Thursday, 26 November 2009

Power generator complaining despite big wins

Wednesday 25/11/2009 Page: 5

ONE of the big winners of increased assistance under the Government's revised emissions trading scheme says generators are still being hard done by. TRUEnergy's managing director Richard Mclndoe said investment would still be threatened and generators potentially left "in a very perilous state".

"I am quite frankly disappointed with the outcome here, because we had been looking to get the level of assistance from 130 million permits to 390 million permits. This goes some way there but it will still result in some very significant impairments across the sector," he told The Age. Under the proposed changes, those covered through the Electricity Sector Adjustment Scheme will receive 75% more permits, from 130.7 million over five years, at a cost of $3.3 billion, to 228.7 million delivered over 10 years, at a total cost of $7.3 billion.

Mr Mclndoe said the cost to the sector over the 10 years of the scheme would be between $15 billion to $20 billion. "This does not even go halfway to addressing the issue," he said. "Over the long term, you are not going to get to see international investors come into the Australian electricity sector because they have had their fingers burnt by this and their capital will go elsewhere."

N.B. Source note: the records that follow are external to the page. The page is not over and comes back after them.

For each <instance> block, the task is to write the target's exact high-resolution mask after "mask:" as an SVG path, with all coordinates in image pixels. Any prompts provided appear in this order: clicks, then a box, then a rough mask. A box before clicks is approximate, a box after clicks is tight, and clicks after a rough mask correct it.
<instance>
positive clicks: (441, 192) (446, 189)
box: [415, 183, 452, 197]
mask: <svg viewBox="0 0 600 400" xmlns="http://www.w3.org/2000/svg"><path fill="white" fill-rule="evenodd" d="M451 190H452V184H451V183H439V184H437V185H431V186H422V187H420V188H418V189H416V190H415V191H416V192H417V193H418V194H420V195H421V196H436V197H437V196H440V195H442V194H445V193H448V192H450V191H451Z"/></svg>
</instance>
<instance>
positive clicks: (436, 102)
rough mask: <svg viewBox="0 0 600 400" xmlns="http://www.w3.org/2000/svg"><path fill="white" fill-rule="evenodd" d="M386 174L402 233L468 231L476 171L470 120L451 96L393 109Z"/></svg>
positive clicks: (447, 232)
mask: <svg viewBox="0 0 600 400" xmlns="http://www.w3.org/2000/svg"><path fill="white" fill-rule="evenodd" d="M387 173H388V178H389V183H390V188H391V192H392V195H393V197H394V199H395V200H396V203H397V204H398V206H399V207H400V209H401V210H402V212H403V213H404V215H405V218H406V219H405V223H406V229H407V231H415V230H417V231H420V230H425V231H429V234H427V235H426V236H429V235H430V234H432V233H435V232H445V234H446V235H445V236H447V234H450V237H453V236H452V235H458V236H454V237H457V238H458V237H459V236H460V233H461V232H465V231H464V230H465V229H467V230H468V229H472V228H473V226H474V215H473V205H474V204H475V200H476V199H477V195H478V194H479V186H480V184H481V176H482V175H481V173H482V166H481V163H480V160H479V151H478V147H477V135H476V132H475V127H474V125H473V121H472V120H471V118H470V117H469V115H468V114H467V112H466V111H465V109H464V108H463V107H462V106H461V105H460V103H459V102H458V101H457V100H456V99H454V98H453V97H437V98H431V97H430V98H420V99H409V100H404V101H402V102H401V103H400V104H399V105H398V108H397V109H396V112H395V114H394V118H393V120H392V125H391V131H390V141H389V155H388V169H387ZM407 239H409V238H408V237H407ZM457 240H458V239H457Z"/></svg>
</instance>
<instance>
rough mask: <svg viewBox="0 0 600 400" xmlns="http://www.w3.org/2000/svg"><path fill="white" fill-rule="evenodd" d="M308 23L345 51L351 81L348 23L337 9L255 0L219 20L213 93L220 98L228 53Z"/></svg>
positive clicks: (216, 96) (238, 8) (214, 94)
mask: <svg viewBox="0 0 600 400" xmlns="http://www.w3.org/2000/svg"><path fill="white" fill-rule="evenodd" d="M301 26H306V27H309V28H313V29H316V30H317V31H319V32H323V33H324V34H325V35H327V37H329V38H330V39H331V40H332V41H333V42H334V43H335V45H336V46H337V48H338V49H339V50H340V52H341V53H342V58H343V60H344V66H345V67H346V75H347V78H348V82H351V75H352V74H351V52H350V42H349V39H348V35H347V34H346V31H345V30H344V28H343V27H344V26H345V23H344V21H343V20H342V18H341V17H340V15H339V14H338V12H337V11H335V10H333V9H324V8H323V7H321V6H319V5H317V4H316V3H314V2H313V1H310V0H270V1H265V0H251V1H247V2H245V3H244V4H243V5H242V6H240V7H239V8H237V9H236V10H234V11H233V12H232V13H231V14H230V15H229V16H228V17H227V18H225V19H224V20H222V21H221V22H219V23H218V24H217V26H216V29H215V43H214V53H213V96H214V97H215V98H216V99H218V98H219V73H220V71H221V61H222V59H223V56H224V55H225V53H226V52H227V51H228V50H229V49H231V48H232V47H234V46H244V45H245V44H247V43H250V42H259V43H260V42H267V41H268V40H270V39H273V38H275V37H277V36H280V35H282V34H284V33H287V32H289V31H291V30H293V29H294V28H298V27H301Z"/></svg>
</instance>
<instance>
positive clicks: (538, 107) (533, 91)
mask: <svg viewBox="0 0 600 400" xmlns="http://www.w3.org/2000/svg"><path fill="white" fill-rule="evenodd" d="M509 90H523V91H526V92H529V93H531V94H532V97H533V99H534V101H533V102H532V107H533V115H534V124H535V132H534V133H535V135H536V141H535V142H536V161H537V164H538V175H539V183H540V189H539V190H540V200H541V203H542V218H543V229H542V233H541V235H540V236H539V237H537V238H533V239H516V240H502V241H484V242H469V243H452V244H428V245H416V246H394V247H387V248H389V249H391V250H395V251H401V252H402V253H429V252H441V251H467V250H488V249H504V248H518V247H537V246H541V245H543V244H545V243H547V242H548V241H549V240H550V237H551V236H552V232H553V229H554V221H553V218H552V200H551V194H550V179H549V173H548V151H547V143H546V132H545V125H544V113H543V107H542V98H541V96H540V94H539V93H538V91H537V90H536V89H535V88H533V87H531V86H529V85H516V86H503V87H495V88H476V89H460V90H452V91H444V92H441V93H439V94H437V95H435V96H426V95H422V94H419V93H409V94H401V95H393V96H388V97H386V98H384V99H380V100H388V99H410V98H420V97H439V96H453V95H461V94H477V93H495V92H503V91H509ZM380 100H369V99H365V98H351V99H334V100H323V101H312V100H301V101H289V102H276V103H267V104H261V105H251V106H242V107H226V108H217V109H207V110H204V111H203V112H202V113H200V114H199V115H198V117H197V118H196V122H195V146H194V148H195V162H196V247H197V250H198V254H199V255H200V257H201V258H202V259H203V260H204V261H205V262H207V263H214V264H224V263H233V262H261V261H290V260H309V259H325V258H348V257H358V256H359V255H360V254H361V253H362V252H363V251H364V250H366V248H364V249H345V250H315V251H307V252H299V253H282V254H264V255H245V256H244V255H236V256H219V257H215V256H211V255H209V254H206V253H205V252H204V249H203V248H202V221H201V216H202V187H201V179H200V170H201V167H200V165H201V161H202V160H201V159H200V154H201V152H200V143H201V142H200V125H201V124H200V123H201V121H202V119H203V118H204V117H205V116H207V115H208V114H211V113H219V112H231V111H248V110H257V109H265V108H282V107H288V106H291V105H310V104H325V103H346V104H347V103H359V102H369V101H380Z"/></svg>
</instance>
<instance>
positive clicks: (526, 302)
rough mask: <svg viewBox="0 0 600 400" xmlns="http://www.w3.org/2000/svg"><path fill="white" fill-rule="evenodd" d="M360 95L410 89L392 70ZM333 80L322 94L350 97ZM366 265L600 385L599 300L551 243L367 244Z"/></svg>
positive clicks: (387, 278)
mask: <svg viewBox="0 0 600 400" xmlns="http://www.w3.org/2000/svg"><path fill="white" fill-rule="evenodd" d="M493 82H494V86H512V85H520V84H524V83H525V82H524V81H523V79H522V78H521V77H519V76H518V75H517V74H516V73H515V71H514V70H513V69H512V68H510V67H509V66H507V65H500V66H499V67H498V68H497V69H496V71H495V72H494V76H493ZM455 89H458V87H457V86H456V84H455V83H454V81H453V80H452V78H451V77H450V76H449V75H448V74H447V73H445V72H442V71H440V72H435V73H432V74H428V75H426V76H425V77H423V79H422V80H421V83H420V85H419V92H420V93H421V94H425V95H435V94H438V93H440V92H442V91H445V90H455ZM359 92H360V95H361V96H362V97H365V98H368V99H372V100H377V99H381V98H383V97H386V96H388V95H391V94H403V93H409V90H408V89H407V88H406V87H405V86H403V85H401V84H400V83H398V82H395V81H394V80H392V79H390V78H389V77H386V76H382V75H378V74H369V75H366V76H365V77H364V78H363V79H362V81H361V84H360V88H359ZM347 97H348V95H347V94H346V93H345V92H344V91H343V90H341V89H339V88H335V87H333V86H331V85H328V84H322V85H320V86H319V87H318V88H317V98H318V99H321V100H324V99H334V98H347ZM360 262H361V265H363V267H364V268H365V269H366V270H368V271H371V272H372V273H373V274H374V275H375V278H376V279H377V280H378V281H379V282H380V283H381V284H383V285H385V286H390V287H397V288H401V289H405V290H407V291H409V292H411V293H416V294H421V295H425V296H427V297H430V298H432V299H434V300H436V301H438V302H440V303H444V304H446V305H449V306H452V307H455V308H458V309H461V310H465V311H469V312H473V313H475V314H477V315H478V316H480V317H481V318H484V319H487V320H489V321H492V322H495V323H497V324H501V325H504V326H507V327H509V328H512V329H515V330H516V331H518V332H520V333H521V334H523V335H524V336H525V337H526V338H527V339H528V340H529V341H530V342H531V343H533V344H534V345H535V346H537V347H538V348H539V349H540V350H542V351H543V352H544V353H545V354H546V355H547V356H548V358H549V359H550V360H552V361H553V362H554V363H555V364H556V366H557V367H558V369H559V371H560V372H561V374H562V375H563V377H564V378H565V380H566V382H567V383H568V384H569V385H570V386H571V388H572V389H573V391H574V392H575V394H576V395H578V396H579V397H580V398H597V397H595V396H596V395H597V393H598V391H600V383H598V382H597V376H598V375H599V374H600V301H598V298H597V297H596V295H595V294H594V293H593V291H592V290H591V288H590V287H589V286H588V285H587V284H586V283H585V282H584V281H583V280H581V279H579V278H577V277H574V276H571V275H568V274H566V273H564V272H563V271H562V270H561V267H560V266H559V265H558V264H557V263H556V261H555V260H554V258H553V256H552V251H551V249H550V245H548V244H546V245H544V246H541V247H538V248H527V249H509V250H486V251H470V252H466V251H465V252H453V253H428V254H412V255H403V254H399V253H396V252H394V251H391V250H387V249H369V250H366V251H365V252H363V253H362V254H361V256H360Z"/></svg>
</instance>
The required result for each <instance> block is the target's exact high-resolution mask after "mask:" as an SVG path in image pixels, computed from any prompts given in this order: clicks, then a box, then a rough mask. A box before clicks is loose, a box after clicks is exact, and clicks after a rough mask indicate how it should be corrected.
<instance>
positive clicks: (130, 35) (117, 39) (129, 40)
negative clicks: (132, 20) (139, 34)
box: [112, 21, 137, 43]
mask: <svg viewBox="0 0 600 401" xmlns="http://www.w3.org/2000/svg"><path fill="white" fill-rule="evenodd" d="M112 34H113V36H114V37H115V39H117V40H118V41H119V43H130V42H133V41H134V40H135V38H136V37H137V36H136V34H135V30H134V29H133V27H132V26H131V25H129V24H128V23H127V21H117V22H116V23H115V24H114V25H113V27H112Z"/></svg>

Bruce Mountain, a director of consultants Carbon Market Economics, said the emissions trading debate had been hijacked by "rent-seeking losers who the Government has accommodated in a fairly excessive manner". "These companies were never going to leave Australia - that was a beat-up," Mr Mountain said. "There is no way they were going to incur the enormous damage to their reputation, their credit risk, and the cost of borrowing by walking away from project assets and leaving them to their lenders. "They have been aided here by the Liberals - a curse on both their houses."

The Morgan Stanley report into the impacts on coal-fired generators, which the Government refuses to release, appears to have prompted three new measures; a Low Emissions Transition Incentive, an Energy Security Assurance Mechanism and deferred payment arrangements for generators.

Jennifer Westacott, KPMG's climate change partner, described the amendments as "a practical and common sense approach to a very complex issue". "The key changes align household compensation more closely to the permit prices as well as more assistance for impacted industry, particularly the coal and electricity sectors," she said. "This is the springboard to get Australian business started on the transition to ensure international competitiveness and regulatory certainty for business. After the transition process is under way, caps, compensation and other measures can be changed."